Alternatively, book a hotel you can cancel and bid shortly before departure when prices are lowest, to see if you can get a better price.

There are a few new construction places that are cheaper if you are willing to walk across the street to get beach access, a very nice one is called Villa del Mar Turks and Caicos, they had some good specials when they opened at first: 

http://villadelmargracebay.com/

Most of the time you should find specials such as rent five nights, stay seven. 
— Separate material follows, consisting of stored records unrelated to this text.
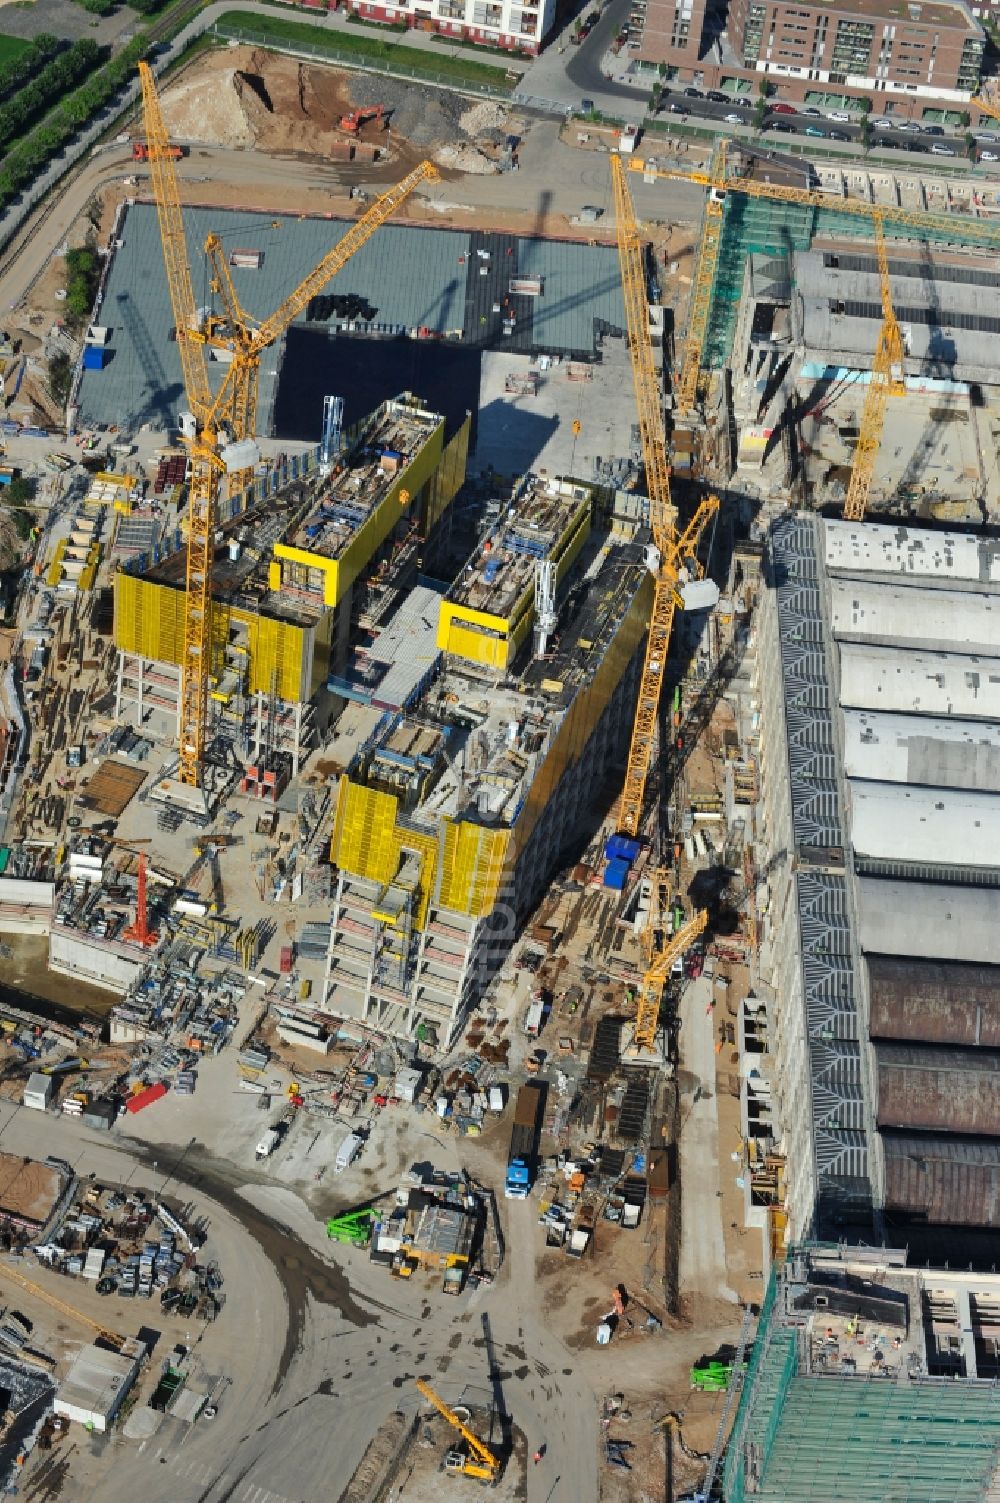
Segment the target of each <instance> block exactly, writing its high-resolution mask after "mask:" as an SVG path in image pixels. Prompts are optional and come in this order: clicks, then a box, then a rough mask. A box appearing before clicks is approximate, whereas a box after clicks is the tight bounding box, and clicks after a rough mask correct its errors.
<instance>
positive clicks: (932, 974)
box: [868, 954, 1000, 1049]
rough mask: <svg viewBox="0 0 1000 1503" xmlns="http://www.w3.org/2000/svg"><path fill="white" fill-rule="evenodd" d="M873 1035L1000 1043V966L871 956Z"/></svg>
mask: <svg viewBox="0 0 1000 1503" xmlns="http://www.w3.org/2000/svg"><path fill="white" fill-rule="evenodd" d="M868 989H869V995H871V1024H869V1031H871V1036H872V1039H901V1040H913V1042H920V1043H943V1045H967V1046H974V1048H980V1049H1000V966H995V965H967V963H962V962H950V963H949V962H940V960H904V959H896V957H893V956H886V954H875V956H868Z"/></svg>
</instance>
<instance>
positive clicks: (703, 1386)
mask: <svg viewBox="0 0 1000 1503" xmlns="http://www.w3.org/2000/svg"><path fill="white" fill-rule="evenodd" d="M731 1375H732V1363H731V1362H708V1363H707V1365H705V1366H704V1368H692V1387H693V1389H698V1390H699V1393H725V1390H726V1389H728V1387H729V1378H731Z"/></svg>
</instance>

Also, try vrbo.com - you can find some nice places by owners, for example you can renter cheaper from an owner at Alexandra Resort than directly through the resort or from a website like expedia.


----------



## lobsterlover (Feb 9, 2011)

Thank you for the ideas. 
You mentioned the Alexandra Resort. Funny thing is I was looking at that property and kind of figure I will get a rental there as well. After all, its impossible going back to a room after having one bedroom villas especially with 2 kids.
I saw a couple of reasonable rentals but I'm looking for March 2012 so I'm a bit early!! I've never seen it come up on RCI.


----------



## learnalot (Feb 9, 2011)

lobsterlover said:


> Thank you for the ideas.
> You mentioned the Alexandra Resort. Funny thing is I was looking at that property and kind of figure I will get a rental there as well. After all, its impossible going back to a room after having one bedroom villas especially with 2 kids.
> I saw a couple of reasonable rentals but I'm looking for March 2012 so I'm a bit early!! I've never seen it come up on RCI.



I believe the Alexandra is primarily affiliated with II, although I see that it is listed in the RCI directory.  In any case, exchange availability is very limited.


----------



## LAX Mom (Feb 9, 2011)

Robert D said:


> Lisa, how was the property you got?



It's a long story but it worked out okay. It was only a 2 night stay prior to a cruise. 

We were able to cancel the priceline reservation (that's the long story) and I booked directly with the hotel we wanted. It isn't easy to get out of a priceline reservation but I was very persistent. The reservation was for a hotel that was undergoing major construction. Many of the amenities were not being offered because of the renovations. The restaurant was closed, no room service, no air-conditioning, etc. Those things didn't matter to me but because of these issues it didn't qualify as 4* with priceline.  It took numerous phone calls to customer service and I finally got them to cancel the reservation and refund my $$$.


----------